L’un de ces mécanismes est la production de produits biologiquement utiles via une radiolyse induite par les particules chargée.

« Nous nous sommes concentrés sur ce qui se passe lorsque les rayons cosmiques frappent de l’eau ou de la glace sous terre », a déclaré le Dr Dimitra Atri de l’Université de New York Abu Dhabi et des collègues de l’Université de Washington, de l’Université du Tennessee, de l’Université Rice et de l’Universidad Industrial de Santander.

« L’impact éloigne les molécules d’eau et libère de minuscules particules appelées électrons. »

«Certaines bactéries sur Terre peuvent utiliser ces électrons pour l’énergie, semblable à la façon dont les plantes utilisent la lumière du soleil.»

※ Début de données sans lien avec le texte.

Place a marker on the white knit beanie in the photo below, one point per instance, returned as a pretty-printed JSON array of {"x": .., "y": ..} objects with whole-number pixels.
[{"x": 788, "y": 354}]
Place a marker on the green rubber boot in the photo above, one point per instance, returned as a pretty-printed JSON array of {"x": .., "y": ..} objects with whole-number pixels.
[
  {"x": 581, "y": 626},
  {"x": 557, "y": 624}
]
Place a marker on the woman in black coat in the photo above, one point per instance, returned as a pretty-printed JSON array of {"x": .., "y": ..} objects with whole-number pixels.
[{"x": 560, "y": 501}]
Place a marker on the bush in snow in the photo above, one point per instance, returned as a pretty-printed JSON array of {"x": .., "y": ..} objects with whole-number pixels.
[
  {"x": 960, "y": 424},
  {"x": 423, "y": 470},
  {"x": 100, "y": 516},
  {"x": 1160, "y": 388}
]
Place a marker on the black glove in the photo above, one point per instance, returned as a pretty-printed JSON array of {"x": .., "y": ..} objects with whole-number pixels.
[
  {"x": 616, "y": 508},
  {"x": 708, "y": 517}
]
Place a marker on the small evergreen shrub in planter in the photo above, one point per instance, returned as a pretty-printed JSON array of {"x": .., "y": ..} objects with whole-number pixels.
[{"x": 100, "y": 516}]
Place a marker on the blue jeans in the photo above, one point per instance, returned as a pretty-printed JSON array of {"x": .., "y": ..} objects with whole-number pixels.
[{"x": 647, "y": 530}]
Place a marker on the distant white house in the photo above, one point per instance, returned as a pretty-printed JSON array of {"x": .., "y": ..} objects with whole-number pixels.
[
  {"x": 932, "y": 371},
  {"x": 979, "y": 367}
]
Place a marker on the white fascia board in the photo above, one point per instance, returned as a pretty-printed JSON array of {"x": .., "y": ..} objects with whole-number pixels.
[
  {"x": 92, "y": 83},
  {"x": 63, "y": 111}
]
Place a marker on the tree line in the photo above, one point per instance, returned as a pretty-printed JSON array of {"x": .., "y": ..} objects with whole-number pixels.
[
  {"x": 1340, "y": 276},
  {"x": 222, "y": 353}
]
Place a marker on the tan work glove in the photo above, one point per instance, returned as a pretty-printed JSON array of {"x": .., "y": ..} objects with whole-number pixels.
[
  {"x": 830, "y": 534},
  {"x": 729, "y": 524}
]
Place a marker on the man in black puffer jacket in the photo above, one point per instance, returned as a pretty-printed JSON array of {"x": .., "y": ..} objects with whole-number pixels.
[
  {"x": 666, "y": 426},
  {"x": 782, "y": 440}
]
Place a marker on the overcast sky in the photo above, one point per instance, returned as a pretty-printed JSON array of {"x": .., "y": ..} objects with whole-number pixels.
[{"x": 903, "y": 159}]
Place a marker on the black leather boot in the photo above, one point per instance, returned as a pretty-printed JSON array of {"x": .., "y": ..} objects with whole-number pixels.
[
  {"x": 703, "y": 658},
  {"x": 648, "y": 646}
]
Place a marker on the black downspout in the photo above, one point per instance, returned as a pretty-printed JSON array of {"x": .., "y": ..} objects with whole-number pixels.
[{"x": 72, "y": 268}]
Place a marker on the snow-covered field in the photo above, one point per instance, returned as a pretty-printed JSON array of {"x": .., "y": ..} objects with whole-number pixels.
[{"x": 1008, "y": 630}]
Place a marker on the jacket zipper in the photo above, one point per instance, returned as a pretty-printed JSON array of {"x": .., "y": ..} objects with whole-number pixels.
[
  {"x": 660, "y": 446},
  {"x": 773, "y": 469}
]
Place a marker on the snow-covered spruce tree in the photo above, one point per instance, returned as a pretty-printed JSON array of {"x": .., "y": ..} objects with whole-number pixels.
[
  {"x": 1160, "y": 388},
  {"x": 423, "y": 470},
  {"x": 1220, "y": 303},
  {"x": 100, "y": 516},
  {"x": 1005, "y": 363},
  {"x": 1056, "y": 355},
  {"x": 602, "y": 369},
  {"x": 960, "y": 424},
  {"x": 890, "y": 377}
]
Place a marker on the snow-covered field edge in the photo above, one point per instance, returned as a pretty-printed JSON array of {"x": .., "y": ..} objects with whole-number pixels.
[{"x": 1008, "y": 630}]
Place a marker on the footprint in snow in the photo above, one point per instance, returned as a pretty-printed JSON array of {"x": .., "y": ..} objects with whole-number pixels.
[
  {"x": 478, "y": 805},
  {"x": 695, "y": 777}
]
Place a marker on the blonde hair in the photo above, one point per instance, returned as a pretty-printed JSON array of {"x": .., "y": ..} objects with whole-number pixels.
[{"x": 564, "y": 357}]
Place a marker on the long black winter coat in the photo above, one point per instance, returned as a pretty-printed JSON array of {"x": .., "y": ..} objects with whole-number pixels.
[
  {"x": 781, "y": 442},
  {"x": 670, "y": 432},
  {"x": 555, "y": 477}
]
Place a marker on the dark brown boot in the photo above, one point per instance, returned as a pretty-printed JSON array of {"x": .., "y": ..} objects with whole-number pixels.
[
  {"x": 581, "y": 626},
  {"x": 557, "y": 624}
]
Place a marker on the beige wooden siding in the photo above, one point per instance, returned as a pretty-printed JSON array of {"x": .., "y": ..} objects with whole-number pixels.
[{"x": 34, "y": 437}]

«Ce processus est appelé radiolyse, et il peut alimenter la vie même dans des environnements sombres et froids sans soleil.»

La surface d'Europa se profile grande dans cette vue de couleur nouvellement reproduite; L'échelle de l'image est de 1,6 km par pixel; Le nord sur Europa est à droite. Crédit d'image: NASA / JPL-Caltech / SETI Institut.

À l’aide de simulations informatiques, les chercheurs ont étudié la quantité d’énergie de ce processus pour pouvoir produire sur Mars et sur les lunes glacées de Jupiter et Saturne.

Ces lunes, qui sont recouvertes de couches épaisses de glace, auraient une eau cachée sous leurs surfaces.

Les scientifiques ont découvert qu’Encelade avait le plus de potentiel pour soutenir la vie de cette manière, suivi de Mars, puis d’Europa.

« Cette découverte change la façon dont nous pensons à l’endroit où la vie pourrait exister », a déclaré le Dr Atri.

« Au lieu de ne chercher que des planètes chaudes avec la lumière du soleil, nous pouvons maintenant considérer des endroits froids et sombres, tant qu’ils ont de l’eau sous la surface et sont exposés à des rayons cosmiques. »

«La vie pourrait survivre dans plus d’endroits que nous ne l’avons jamais imaginé.»

Cette image de la caméra stéréo haute résolution de Mars Express montre le globe de Mars sur un fond sombre. Le disque de la planète comprend des patchs jaunes, orange, bleus et verts, tous avec une teinte gris en sourdine globale, représentant la composition variable de la surface. Crédit d'image: ESA / DLR / FU Berlin / G. Michael / CC BY-SA 3.0 IGO.

Dans leur étude, les auteurs introduisent également une nouvelle idée appelée zone habitable radiolytique.

Contrairement à la «zone Goldilocks» traditionnelle – la zone autour d’une étoile où une planète pourrait avoir de l’eau liquide à sa surface – cette nouvelle zone se concentre sur les endroits où l’eau existe sous terre et peut être sous tension par le rayonnement cosmique.

Étant donné que les rayons cosmiques sont trouvés dans tout l’espace, cela pourrait signifier qu’il y a beaucoup plus d’endroits dans l’univers où la vie pourrait exister.

« Les résultats fournissent de nouvelles conseils pour les futures missions spatiales », ont déclaré les Reserachers.

«Au lieu de ne chercher que des signes de vie en surface, les scientifiques pourraient également explorer des environnements souterrains sur Mars et les lunes glacées, en utilisant des outils qui peuvent détecter l’énergie chimique créée par les rayonnements cosmiques.»

«Cette recherche ouvre de nouvelles possibilités passionnantes dans la recherche de la vie au-delà de la Terre et suggère que même les endroits les plus sombres et les plus froids du système solaire pourraient avoir les bonnes conditions pour la vie pour survivre.»

L’étude apparaît dans le Journal international d’astrobiologie.

Leïla Hadj

Leïla Hadj

Journaliste scientifique passionnée, je décrypte les innovations qui façonnent notre monde. J’aime aller au fond des sujets, poser les bonnes questions et rendre la science accessible. Rédactrice en chef de GDTI Mag, je veille à ce que chaque article éclaire autant qu’il informe.